Ce projet de loi est à l'image des déclarations contradictoires et peu claires du Gouvernement et du Président de la République.
L'article 1er pose les vertueux principes qui devraient encadrer la production, la commercialisation et la culture d'organismes génétiquement modifiés. Les autres dispositions visent à entériner la possibilité de mettre en place des cultures en plein champ, au prix des dommages inévitables qui en résulteront.
Dans le cadre du Grenelle de l'environnement, M. Borloo a joué l'apaisement sur le sujet des plantes transgéniques, en annonçant un gel de la commercialisation des semences d'OGM, tout en autorisant la poursuite des recherches en laboratoire. Le Président de la République a justifié l'activation de la clause de sauvegarde contre le maïs MON 810 en soulignant que ne pas prendre cette décision controversée eût été « choquant » au regard des orientations du Grenelle de l'environnement.
Pourtant, le président de la Fédération nationale des syndicats d'exploitants agricoles, la FNSEA, tout en se déclarant extrêmement surpris et choqué par la décision du Gouvernement, s'est trouvé rassuré après son entretien avec Nicolas Sarkozy.
La cour intrigue ; on ne sait plus très bien où l'on va. Une dépêche de l'Agence France-presse diffusée cet après-midi a encore semé le trouble : elle indique en effet que « c'est le service gouvernemental des affaires européennes, qui dépend de Matignon, qui invoquera à Bruxelles des ?mesures d'urgence?, et non pas la ?clause de sauvegarde?, comme cela avait été évoqué par les responsables gouvernementaux jusqu'à présent, pour interdire provisoirement la culture ou la vente d'un OGM autorisé dans l'Union européenne, comme c'est le cas du MON 810, en invoquant un risque pour la santé publique ou l'environnement ».

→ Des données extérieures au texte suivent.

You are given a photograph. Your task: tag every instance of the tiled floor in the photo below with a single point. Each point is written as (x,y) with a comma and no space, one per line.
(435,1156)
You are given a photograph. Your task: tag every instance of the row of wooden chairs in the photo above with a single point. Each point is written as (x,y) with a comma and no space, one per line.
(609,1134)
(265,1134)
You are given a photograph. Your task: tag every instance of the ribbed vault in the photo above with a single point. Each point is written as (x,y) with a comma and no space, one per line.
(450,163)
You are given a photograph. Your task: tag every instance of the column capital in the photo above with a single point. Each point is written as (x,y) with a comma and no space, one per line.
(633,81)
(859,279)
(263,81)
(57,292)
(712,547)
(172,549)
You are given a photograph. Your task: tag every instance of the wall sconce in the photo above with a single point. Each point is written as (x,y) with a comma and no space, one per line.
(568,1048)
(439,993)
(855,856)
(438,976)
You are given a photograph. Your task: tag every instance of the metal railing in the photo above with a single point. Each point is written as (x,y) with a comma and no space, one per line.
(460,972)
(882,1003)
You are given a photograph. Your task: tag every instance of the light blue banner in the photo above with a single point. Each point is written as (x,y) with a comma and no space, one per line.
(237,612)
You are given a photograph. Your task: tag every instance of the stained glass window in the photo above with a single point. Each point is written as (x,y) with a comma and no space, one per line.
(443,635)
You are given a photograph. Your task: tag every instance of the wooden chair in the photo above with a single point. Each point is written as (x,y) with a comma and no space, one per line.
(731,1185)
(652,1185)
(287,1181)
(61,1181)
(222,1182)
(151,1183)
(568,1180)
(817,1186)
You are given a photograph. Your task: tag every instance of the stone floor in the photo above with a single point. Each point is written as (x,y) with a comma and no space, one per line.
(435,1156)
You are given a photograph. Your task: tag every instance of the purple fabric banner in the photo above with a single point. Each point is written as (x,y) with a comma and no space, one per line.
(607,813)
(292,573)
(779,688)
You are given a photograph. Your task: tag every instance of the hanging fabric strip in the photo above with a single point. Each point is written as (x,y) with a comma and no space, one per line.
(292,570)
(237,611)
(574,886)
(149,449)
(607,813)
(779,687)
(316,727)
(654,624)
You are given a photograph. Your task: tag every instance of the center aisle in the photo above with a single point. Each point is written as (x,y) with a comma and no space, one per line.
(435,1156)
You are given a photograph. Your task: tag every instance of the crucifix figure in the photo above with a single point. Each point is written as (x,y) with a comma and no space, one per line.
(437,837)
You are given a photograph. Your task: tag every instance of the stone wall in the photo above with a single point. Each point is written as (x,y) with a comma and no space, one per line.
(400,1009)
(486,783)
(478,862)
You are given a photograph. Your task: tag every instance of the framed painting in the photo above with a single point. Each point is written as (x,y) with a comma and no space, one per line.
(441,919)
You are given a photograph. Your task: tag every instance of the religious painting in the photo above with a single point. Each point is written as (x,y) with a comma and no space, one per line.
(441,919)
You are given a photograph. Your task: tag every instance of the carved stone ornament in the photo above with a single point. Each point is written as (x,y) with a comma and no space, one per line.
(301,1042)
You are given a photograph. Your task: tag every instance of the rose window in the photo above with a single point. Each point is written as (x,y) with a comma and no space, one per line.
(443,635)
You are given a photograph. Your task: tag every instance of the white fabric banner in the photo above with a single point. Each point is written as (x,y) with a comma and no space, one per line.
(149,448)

Je voudrais que les choses soient clarifiées. La Commission européenne ne va pas répondre tout de suite à la demande de la France. Le ministère de l'agriculture et de la pêche devrait prendre un arrêté interdisant la culture d'organismes génétiquement modifiés, mais les producteurs de maïs ont déjà annoncé leur intention d'attaquer ce texte, avant même sa parution. Dans un article paru dans Les Échos du 1er février 2008, Monsanto, à propos de la suspension de l'autorisation du maïs MON 810, dénonçait une décision susceptible de causer un préjudice grave et immédiat à l'entreprise ainsi qu'à tous les acteurs de la filière.
Mes questions sont simples : comment les pouvoirs publics peuvent-ils assurer que les producteurs de maïs respecteront l'interdiction que devrait poser le décret ? Que se passerait-il si le Conseil d'État décidait de suspendre l'application du décret à la suite de référés ? Êtes-vous en mesure, monsieur le ministre, de vous engager à faire respecter, dans l'attente de la décision européenne, cette interdiction ?
À moins que le Gouvernement ne choisisse de retirer sa clause de sauvegarde avant le 15 avril - époque des semis -, car tout indique dans le pays que le maïs MON 810 va être semé ! En effet, tout est prêt : les semences, un cadre juridique incertain, et la loi en cours d'élaboration qui sera votée avant cette date. Tout cela alimente des inquiétudes à mon avis tout à fait justifiées.